Since 1993 I’ve run a successful permaculture consulting, design, and education business focused on integrated and sustainable approaches to landscape design, planning, and living. And as I live in a dryland environment, water harvesting has long been one of my specialties and a passion. I started writing the Rainwater Harvesting for Drylands and Beyond series with the goal of empowering my clients and my community to make positive change in their own lives and yards, by harvesting and enhancing free on-site resources such as water, sun, wind, shade, and more. I wanted to provide accessible books that explain what water harvesting is, how to do it appropriately, and how to tailor water-harvesting strategies to the unique conditions of different sites and integrate it with the harvest of other resources. I believe we all can become beneficial stewards of the land, and partners in the ecosystem in which we live, and I believe that by harvesting water—and more—we can all begin to transform our households and neighborhoods from being consumers of resources to generators—and even regenerators—of resources. Drawing on my years of teaching, consulting, designing, on-the-ground implementation, and learning from others, I offer readers my clear and simple process to assess and design their own harvesting systems at home and throughout their community.

7 Comments

  1. This type of burial is similar to the Islamic burials, where they
    do not use coffins and wash and wrap body in a shroud.
    I could never see sense in all toxins used to embalm, and resources such as coffins just so they could be buried.
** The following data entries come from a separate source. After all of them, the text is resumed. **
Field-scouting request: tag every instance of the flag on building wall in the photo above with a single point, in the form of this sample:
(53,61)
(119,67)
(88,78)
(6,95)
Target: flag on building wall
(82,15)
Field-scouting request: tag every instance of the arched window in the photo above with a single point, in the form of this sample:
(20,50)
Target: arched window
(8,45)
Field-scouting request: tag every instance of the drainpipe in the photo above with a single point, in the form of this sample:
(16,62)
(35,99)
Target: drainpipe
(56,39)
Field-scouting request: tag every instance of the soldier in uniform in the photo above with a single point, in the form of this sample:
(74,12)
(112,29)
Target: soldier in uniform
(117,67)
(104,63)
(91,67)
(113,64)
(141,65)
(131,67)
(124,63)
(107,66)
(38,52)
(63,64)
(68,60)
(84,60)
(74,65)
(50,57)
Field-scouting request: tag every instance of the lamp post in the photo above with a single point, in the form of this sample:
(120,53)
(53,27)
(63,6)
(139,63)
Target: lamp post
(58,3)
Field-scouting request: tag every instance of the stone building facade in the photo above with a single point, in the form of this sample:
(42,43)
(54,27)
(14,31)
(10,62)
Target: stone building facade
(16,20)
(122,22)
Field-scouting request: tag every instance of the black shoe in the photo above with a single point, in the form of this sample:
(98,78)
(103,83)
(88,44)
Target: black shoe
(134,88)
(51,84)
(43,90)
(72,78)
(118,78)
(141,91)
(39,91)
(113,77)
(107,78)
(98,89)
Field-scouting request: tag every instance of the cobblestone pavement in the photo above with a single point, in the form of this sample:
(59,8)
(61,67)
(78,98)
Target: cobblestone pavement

    Wouldn’t it be nicer to be buried, have a tree planted on top and live hundreds of years supporting many life forms via the tree.

  2. Great! I have already let my family know about this. Apparently you can use a basket and a cotton shroud and just go into the soil. I loath the idea of cremation–I have a feeling you can still feel it. We are made of mounds of cells. They are us. Burning hurts. Not into it.
    It is completely bizarre that we try to pickle ourselves in an effort to avoid death and thereby contribute to more lifelessness.
    I can’t wait till caskets and cremations are a thing of the past Thanks for this insightful post

  3. Brad,

    I have to echo Sue’s post. This type of burial is standard issue for Muslims – and I assume other non-Western faith traditions,as well.

    I’m really glad to hear you’re heading to Palestine to teach & do project work.

    Be safe…and Godspeed.

    Rhamis

  4. Thought provoking. I was talking about this very subject the other day. My uncle still has my grandmother sitting on the shelf. I think we should just biochar everyone and sequester all our personal carbon and spread onto our favorite habitat.

  5. Really happy to have read about your subject. I find it great and hope it’s possible in Switzerland also. I’m going to find out about it.

  6. My patch is too close to the river for burial, so I’ve opted to be burnt and have my ashes scattered in our forest garden.

    Be nice if I could be composted instead of burnt, and then scattered on the forest garden.

    I wonder if we’ll ever see “Body composting ‘R’ us” in the yellow pages :)

  7. A Great idea which acknowledges the cycle of life, and accepts it, and pays respect not only to the individual, but to our ecological and environmental origin.